La partition comprend pourtant certains numéros inspirés, le plus appréciable d’entre eux étant l’air final de Maria, « Al misfatto énorme e rio », agonie sublime posée sur le fil de la voix comme seul le belcanto romantique sait en dispenser. Autre point remarquable – n’en déplaise à George Bernard Shaw* –, ce sont la soprano (Maria) et le ténor (Enrico) qui font tout pour empêcher le baryton (le fourbe Corrado), de coucher avec l’autre soprano (la très secondaire Matilde). Verdi n’est pas loin lorsque ce dernier est comme ici interprété par une voix longue et héroïque, d’une fierté non dépourvue d’arrogance. Giorgio Ronconi, le créateur de Corrado, ne fut-il pas aussi celui de Nabucco deux ans plus tard à Milan ? Jeune chanteur originaire du Corée du Sud, Joo Won Kang porte en un chant lié, expressif et puissant les promesses du Luna (Il trovatore) qu’il sera sûrement un jour. En attendant, son agenda annonce Germont (La traviata). L’avenir semble – bien – tracé.
© Clive Barda/ArenaPAL
De Caroline Ungher, cantatrice hongroise pour laquelle fut écrit le rôle de Maria, Gioachino Rossini, jamais à court de formules, disait qu’elle avait « l’ardeur du sud, l’énergie du nord, des poumons d’airain, une voix d’argent et un talent d’or ». Avalanche de métaphores ne sauraient pareillement nuire à Gilda Fiume, chanteuse italienne qui se glisse dans une partition truffée de difficultés avec une aisance admirable. Non pas soprano légère montée en épingle comme on rencontre trop souvent dans ce répertoire mais authentique lirico d’agilità au médium épanoui, virtuose, capable de varier les reprises autant que les couleurs et de canaliser son émission pour dessiner à sa guise le trait fin ou épais. Du style, du tempérament – suffisamment du moins pour affronter bravement les numéros les plus furieux (finale du premier acte et duo avec Corrado) , de l’audace dans l’aigu qu’elle n’hésite pas à aller chercher haut. Seul le trille pourrait être affirmé davantage dans un air d’entrée particulièrement adapté à ce type d’ornementation. Pourquoi une chanteuse douée de telles qualités dans un répertoire où les vraies titulaires ne courent pas les rues n’est-elle pas davantage sollicitée en dehors d’Italie. Patience ?
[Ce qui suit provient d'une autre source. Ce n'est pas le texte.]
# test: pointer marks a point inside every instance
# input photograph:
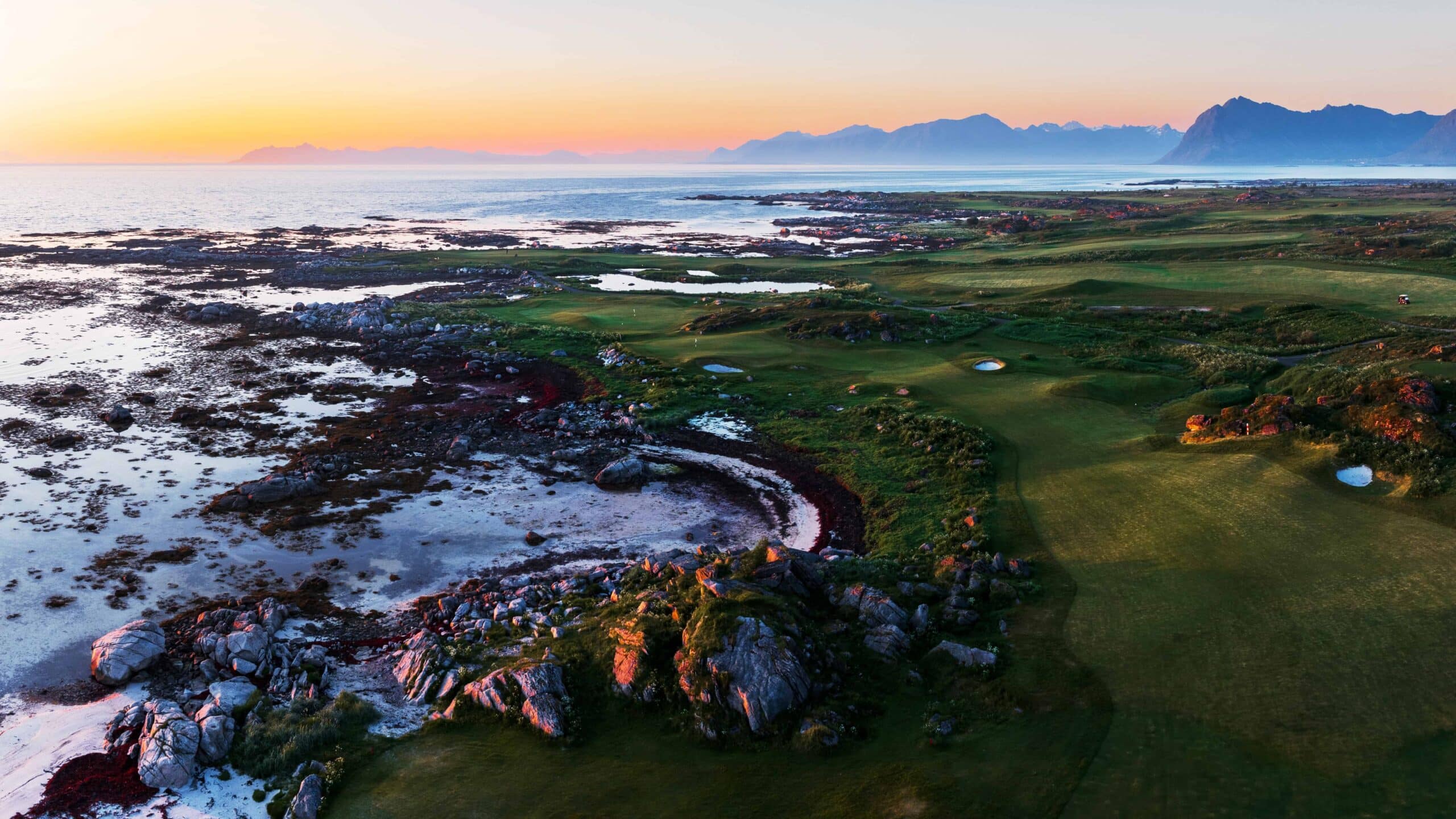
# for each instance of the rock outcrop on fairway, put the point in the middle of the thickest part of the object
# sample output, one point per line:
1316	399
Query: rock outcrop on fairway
121	653
308	800
623	473
167	748
965	655
533	691
874	607
753	672
1267	416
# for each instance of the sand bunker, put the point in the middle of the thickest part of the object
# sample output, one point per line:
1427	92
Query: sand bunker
1356	475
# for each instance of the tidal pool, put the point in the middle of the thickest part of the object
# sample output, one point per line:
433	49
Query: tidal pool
1356	475
623	283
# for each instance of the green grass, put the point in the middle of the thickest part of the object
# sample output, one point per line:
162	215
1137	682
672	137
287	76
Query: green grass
1225	631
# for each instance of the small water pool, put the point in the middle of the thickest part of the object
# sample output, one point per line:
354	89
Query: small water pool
621	282
1356	475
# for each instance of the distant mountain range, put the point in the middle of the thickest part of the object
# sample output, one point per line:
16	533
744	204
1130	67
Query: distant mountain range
1242	131
312	155
1239	131
973	140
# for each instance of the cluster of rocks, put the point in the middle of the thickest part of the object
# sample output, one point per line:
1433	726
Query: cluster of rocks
118	655
305	481
1267	416
210	312
237	653
532	690
756	672
618	358
599	419
171	741
232	643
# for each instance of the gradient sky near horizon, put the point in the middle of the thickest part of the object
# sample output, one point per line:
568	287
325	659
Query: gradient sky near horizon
162	81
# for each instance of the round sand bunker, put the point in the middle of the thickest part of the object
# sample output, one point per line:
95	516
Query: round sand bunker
1356	475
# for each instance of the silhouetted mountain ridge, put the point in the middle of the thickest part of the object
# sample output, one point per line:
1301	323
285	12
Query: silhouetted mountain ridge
1242	131
974	140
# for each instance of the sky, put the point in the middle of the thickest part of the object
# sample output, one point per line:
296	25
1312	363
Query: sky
200	81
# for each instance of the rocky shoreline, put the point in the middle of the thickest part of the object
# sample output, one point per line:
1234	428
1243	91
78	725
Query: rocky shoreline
257	384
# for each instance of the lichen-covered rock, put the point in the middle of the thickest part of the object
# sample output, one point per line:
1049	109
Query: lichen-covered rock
874	607
965	655
628	659
623	473
423	667
216	729
308	800
887	640
168	747
1267	416
121	653
533	690
230	694
755	672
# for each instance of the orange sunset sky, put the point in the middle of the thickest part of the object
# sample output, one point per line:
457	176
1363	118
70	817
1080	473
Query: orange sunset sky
169	81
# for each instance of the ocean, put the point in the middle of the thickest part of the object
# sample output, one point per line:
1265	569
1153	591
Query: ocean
237	197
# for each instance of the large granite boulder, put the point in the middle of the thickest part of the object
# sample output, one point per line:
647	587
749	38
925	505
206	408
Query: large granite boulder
308	800
168	747
874	607
216	727
121	653
623	473
533	690
756	674
230	694
965	655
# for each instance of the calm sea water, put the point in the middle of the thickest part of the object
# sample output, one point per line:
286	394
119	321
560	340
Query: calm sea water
229	197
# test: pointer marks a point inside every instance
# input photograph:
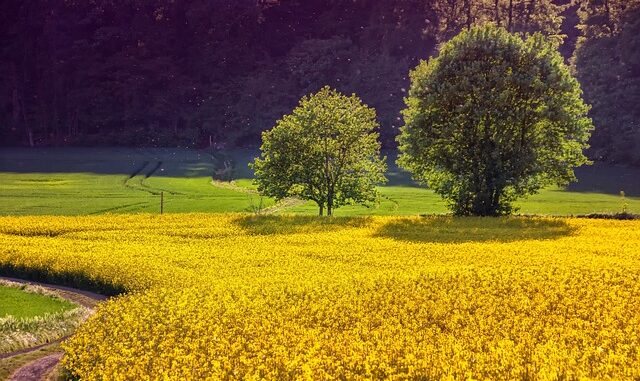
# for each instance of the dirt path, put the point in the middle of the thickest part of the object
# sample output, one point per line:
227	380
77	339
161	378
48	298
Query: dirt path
40	368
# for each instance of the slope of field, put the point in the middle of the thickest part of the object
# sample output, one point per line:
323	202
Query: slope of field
119	180
242	297
114	180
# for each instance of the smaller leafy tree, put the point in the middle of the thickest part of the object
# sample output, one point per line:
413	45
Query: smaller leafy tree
326	150
493	117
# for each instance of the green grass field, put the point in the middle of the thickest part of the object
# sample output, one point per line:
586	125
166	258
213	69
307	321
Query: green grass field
21	304
82	181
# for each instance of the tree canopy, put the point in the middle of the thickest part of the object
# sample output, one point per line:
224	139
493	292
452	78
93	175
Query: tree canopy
326	150
492	118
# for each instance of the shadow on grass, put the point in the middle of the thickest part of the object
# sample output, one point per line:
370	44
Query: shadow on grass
272	225
474	229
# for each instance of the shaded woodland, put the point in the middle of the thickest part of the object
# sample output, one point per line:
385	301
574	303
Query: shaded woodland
196	73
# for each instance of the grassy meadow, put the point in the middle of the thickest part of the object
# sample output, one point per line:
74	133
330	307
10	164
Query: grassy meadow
21	304
119	180
236	296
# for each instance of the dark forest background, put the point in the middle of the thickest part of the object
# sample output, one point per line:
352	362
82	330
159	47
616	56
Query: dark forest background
195	73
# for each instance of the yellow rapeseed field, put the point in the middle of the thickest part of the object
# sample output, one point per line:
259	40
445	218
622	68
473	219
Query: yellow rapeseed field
243	297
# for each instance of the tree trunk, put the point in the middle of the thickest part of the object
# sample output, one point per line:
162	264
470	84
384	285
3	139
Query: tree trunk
510	22
467	6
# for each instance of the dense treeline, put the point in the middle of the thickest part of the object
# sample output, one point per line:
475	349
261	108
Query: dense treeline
200	72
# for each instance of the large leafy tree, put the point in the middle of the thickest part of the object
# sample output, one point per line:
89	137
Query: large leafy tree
492	118
326	150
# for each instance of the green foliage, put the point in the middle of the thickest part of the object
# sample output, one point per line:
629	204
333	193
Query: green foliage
606	62
326	150
493	118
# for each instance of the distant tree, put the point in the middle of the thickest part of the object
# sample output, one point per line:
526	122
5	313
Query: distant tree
492	118
607	63
326	150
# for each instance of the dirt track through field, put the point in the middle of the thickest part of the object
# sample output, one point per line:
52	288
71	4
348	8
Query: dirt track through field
40	368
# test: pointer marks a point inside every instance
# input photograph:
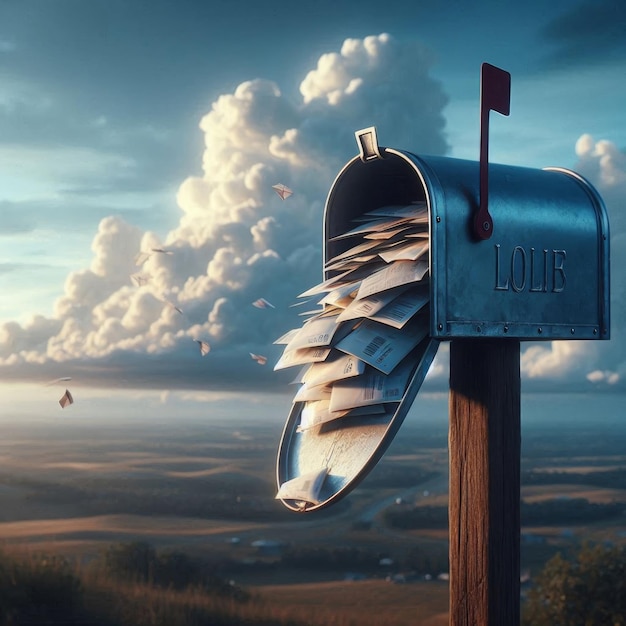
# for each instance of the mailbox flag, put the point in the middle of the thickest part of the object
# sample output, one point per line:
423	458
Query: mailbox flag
495	89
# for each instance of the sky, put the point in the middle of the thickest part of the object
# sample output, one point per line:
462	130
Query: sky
127	126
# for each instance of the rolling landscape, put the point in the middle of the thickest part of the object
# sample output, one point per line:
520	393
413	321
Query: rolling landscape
202	492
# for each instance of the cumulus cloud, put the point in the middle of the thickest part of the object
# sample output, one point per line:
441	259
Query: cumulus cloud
236	240
600	363
590	31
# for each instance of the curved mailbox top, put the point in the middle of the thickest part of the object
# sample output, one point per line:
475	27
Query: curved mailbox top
544	273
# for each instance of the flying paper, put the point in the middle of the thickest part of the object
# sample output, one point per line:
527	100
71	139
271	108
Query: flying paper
262	303
205	348
282	190
140	279
63	379
66	399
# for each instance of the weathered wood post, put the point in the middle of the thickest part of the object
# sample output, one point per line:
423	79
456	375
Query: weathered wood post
484	508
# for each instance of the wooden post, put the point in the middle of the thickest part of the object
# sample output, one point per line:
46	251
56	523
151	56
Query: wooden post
484	509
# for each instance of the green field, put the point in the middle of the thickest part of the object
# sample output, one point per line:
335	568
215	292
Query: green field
207	490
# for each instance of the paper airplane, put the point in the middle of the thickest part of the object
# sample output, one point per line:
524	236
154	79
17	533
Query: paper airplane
262	303
66	399
140	279
282	190
205	348
63	379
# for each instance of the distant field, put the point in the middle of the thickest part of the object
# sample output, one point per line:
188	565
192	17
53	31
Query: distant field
368	602
209	489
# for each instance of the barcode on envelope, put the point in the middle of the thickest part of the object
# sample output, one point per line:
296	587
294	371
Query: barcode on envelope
374	345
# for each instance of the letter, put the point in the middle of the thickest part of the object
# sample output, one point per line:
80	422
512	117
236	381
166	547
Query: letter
517	287
558	257
499	286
Le ténor, on l’a dit, n’est pas favorisé par la partition et Jesus Garcia semble effectivement contraint par le peu de latitudes expressives que lui laisse ce rôle d’amant délaissé, insuffisamment amoureux pour mettre en valeur la beauté d’une voix à l’émission naturellement haute, insuffisamment courageux pour rivaliser de vaillance – si tant est que le chanteur en soit capable face à un rival aussi musclé – brave cependant d’une de ces bravoures obstinées qui nous vaut à la fin du duo avec Corrado un suraigu malheureusement écrasé par le fracas du chœur et de l’orchestre. Les autres seconds rôles – Michele Patti (Rambaldo), Sophie Gordeladze (Matilde) et Richard Shaffrey (Cancelliere) – ont été choisis à la dimension de leurs interventions. À la tête d’un chœur – encore une fois admirable – et d’un orchestre moins assuré – les cuivres ! – Andrew Greenwood entre dans le drame avec précaution avant de gagner en assurance dans la deuxième partie, par la poésie d’un prélude inhabituellement développé, jusqu’à l’aria conclusive où le bras rejoint la voix, dans un de ces gestes marquants qui nous font courir le monde à la recherche assoiffée d’émotions lyriques.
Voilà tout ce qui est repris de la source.